How to Fix the Dryer Smell

Especially in small-apartment living, dryers can’t always be located along outside walls, which makes venting difficult. Double-check your set up. As clothes dry, moisture is being removed and vented out of the dryer. If your dryer isn’t vented through an airtight hose all the way to the exterior of the building, you’re pumping warm, moist air directly into your home. This is a perfect recipe for creating mold growth and musty smells, as well as potentially doing some structural damage. That air also carries with it a lot of fine lint particles, which isn’t good to breathe.

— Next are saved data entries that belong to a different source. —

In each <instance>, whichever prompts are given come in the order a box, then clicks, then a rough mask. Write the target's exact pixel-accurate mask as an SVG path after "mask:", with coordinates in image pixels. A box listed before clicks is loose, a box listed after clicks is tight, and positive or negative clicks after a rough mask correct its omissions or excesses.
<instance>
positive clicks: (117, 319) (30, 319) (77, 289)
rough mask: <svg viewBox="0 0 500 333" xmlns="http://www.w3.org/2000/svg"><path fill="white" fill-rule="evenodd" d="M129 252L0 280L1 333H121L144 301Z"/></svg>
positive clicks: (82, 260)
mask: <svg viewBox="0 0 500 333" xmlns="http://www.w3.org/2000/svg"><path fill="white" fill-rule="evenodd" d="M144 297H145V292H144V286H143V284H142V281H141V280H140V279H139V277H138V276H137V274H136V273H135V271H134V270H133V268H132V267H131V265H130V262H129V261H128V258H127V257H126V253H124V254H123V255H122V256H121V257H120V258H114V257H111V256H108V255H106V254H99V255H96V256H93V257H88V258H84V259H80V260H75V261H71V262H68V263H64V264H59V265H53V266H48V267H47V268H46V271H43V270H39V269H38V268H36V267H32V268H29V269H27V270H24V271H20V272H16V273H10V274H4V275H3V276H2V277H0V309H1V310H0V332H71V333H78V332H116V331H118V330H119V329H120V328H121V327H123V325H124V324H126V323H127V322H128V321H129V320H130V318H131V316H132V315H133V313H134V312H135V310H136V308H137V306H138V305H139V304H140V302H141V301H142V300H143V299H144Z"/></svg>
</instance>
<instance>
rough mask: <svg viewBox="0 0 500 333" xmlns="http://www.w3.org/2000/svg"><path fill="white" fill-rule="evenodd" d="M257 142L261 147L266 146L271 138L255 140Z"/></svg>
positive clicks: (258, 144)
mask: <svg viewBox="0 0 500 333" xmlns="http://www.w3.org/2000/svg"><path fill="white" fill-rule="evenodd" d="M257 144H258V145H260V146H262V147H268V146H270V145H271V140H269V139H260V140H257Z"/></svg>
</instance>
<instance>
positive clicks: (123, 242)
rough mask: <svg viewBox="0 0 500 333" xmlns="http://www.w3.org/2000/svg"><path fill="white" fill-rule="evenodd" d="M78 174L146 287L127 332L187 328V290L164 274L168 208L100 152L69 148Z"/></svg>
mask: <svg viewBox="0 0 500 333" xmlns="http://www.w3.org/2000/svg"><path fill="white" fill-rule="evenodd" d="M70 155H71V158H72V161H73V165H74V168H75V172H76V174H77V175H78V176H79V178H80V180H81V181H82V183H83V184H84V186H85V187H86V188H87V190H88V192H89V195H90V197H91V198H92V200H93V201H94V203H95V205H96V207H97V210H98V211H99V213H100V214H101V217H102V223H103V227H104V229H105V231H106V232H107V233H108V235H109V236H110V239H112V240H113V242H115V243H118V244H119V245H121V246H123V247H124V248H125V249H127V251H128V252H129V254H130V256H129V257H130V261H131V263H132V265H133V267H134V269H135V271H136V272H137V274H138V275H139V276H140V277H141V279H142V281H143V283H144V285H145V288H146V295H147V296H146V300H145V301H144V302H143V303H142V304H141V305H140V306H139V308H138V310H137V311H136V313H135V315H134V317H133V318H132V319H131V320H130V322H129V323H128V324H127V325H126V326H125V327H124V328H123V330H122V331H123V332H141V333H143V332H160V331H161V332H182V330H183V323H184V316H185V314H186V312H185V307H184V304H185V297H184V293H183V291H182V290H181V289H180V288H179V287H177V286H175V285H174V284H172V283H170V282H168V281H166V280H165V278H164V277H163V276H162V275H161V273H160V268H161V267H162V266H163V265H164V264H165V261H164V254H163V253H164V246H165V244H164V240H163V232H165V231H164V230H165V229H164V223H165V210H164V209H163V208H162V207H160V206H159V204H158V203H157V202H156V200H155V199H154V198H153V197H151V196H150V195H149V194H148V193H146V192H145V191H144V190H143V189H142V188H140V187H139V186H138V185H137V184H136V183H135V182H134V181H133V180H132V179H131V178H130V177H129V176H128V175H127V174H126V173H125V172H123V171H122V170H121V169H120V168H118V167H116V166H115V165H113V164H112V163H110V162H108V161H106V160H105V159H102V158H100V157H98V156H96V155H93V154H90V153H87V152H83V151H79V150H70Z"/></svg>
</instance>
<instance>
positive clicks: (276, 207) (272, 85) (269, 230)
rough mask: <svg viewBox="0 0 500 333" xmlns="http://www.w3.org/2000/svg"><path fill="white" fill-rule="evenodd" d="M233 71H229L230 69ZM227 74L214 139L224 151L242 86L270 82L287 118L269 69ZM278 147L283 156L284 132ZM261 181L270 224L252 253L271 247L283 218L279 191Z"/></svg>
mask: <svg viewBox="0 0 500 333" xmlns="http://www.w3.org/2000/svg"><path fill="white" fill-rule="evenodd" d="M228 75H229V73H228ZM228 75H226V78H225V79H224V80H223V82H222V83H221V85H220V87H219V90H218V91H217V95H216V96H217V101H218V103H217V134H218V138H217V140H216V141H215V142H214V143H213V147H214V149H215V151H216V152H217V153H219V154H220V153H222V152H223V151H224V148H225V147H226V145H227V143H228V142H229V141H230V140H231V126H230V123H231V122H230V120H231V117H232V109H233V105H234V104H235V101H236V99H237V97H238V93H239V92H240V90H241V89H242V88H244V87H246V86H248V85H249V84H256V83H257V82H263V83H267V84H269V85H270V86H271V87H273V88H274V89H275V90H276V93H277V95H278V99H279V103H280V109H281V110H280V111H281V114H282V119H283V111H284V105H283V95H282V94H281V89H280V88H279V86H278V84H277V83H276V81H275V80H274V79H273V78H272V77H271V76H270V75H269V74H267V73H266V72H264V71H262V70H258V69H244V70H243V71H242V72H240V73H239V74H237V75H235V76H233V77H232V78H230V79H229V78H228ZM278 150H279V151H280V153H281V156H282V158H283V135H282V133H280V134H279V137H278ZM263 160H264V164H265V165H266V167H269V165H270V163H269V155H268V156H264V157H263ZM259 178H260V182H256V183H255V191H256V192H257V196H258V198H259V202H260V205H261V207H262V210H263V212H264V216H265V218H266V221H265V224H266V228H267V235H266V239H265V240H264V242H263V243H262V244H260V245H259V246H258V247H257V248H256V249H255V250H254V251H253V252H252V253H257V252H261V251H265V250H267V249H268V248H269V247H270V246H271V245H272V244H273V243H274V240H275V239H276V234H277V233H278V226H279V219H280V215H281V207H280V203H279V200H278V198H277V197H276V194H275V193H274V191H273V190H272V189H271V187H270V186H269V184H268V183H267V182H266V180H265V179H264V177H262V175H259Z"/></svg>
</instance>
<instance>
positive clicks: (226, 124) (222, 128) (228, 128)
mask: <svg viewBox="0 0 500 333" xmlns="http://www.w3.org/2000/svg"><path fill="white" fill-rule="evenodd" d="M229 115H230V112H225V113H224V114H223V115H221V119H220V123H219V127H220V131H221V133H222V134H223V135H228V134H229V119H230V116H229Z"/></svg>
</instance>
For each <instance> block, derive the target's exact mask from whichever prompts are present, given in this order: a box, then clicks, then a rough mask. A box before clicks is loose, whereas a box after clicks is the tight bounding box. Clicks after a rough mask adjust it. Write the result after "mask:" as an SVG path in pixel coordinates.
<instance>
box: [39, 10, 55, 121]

If your dryer isn’t properly vented and can’t be moved to a location where outside venting is possible, consider purchasing a ventless clothes dryer. These machines do not have an output air vent and rely on other methods to dispel the moisture laden air. Two types of ventless dryers are available:

  • A condensation dryer uses a blower to move air inside the machine. This air is heated and passed through the clothes, but instead of being vented out, the air travels back through a heat exchanger. The heat exchanger cools the air, causing the moisture in it to condense and flow into the washer drainpipe or containment chamber. As the air is dried, it is reheated and passed through the clothes again and again, until the laundry is dry.
  • A heat pump dryer sends air through a heat pump to condense water vapor, which flows into a drain pipe or collection chamber. This air is then reheated to be used again on clothes. Heat pump dryers use approximately half the energy required by either condensation or traditional dryers.